Aktualisiert: 20. Apr. 2025

Der Umstieg auf eine Wärmepumpe ist mehr als nur ein Schritt in Richtung Nachhaltigkeit – er ist auch eine Investition in die Zukunft Ihrer Immobilie. Vor dem Hintergrund steigender Energiepreise, wachsender Klimaschutzanforderungen und attraktiver Förderprogramme lohnt sich der Blick auf diese moderne Heiztechnologie mehr denn je. In diesem Beitrag beleuchten wir die wichtigsten Aspekte rund um das Thema Wärmepumpe: von aktuellen Fördermöglichkeiten über Kosten, Effizienz und Amortisation bis hin zur Umrüstung bestehender Gasheizungen. In unserem Beitrag "Wärmepumpe 2025: Effizient heizen, clever fördern lassen" erfahren Sie alles wichtige dazu.


1. Was ist eine Wärmepumpe und wie funktioniert sie?


Wärmepumpen nutzen die natürliche Umweltwärme aus Luft, Erde oder Wasser, um Gebäude zu beheizen oder mit Warmwasser zu versorgen. Das Prinzip funktioniert ähnlich wie ein Kühlschrank – nur umgekehrt: Eine Wärmepumpe entzieht der Umgebung Wärme, verdichtet diese mithilfe eines Kältemittels und gibt sie über einen Wärmetauscher an das Heizsystem ab.


Je nach Wärmequelle unterscheidet man folgende Typen:


  • Luft-Wasser-Wärmepumpe: Nutzt Außenluft als Wärmequelle. Einfach in der Installation, aber abhängig von der Außentemperatur.

  • Sole-Wasser-Wärmepumpe (Erdwärme): Bezieht Energie aus dem Erdreich über Sonden oder Kollektoren. Höherer Installationsaufwand, aber sehr effizient.

  • Wasser-Wasser-Wärmepumpe: Nutzt Grundwasser als Energiequelle. Hohe Effizienz, aber genehmigungspflichtig.


2. Förderprogramme 2025 – was zahlt der Staat dazu?


Seit dem 1. Januar 2024 gilt das neue Gebäudeenergiegesetz (GEG), das den Umstieg auf erneuerbare Energien im Gebäudebereich vorantreibt. Für das Jahr 2025 gelten folgende Förderungen beim Einbau von Wärmepumpen:


a) Bundesförderung für effiziente Gebäude (BEG) – Einzelmaßnahmen


Diese Förderung wird über das BAFA (Bundesamt für Wirtschaft und Ausfuhrkontrolle) abgewickelt:


  • Basisförderung: 30 % der förderfähigen Kosten

  • Effizienz-Bonus: +5 %, wenn eine besonders effiziente Wärmepumpe (z. B. mit natürlichem Kältemittel) eingebaut wird

  • Emissionsminderungs-Bonus: +5 %, bei Austausch von alten Öl- oder Gasheizungen

  • Klimageschwindigkeitsbonus (ehemals "Heizungs-Tausch-Bonus"): +20 %, wenn eine funktionstüchtige fossile Heizung durch eine Wärmepumpe ersetzt wird (nur bis 2028 gültig)

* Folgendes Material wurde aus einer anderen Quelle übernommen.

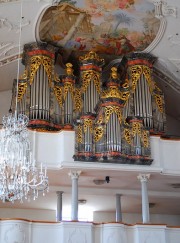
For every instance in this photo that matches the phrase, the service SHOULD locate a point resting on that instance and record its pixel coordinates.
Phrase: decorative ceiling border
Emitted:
(9, 59)
(166, 79)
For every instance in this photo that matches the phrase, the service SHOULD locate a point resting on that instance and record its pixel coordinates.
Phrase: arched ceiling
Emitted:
(114, 28)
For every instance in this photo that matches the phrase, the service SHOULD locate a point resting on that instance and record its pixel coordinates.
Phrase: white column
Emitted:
(145, 202)
(59, 206)
(74, 201)
(118, 208)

Maximale Förderung: bis zu 70 % der Investitionskosten!


b) KfW-Kreditprogramme (ab Sommer 2025 erwartet)


  • Zinsvergünstigte Kredite für Eigentümer, die in nachhaltige Heizsysteme investieren

  • Kombination mit Zuschüssen aus der BEG möglich


3. Kosten: Was kostet eine Wärmepumpe im Jahr 2025?


Die Kosten für Wärmepumpen variieren stark je nach Art der Wärmepumpe, baulichen Gegebenheiten und Region:

Wärmepumpen-Typ

Kosten (inkl. Einbau)

Luft-Wasser-Wärmepumpe

ca. 12.000 – 20.000 €

Sole-Wasser-Wärmepumpe

ca. 18.000 – 30.000 €

Wasser-Wasser-Wärmepumpe

ca. 20.000 – 35.000 €

Zusätzlich können je nach Situation folgende Kosten anfallen:


  • Demontage der alten Heizung: 1.000 – 3.000 €

  • Hydraulischer Abgleich & Pufferspeicher: 1.500 – 3.000 €

  • Anpassungen am Heizsystem (z. B. größere Heizkörper oder Fußbodenheizung)


Wichtig: Dank der staatlichen Förderung lassen sich bis zu 70 % der Investition refinanzieren.


4. Effizienz: Wie wirtschaftlich arbeitet eine Wärmepumpe?


Ein zentraler Wert zur Bewertung der Effizienz ist die sogenannte Jahresarbeitszahl (JAZ). Sie beschreibt das Verhältnis zwischen der eingesetzten elektrischen Energie und der erzeugten Wärmeenergie über ein Jahr hinweg.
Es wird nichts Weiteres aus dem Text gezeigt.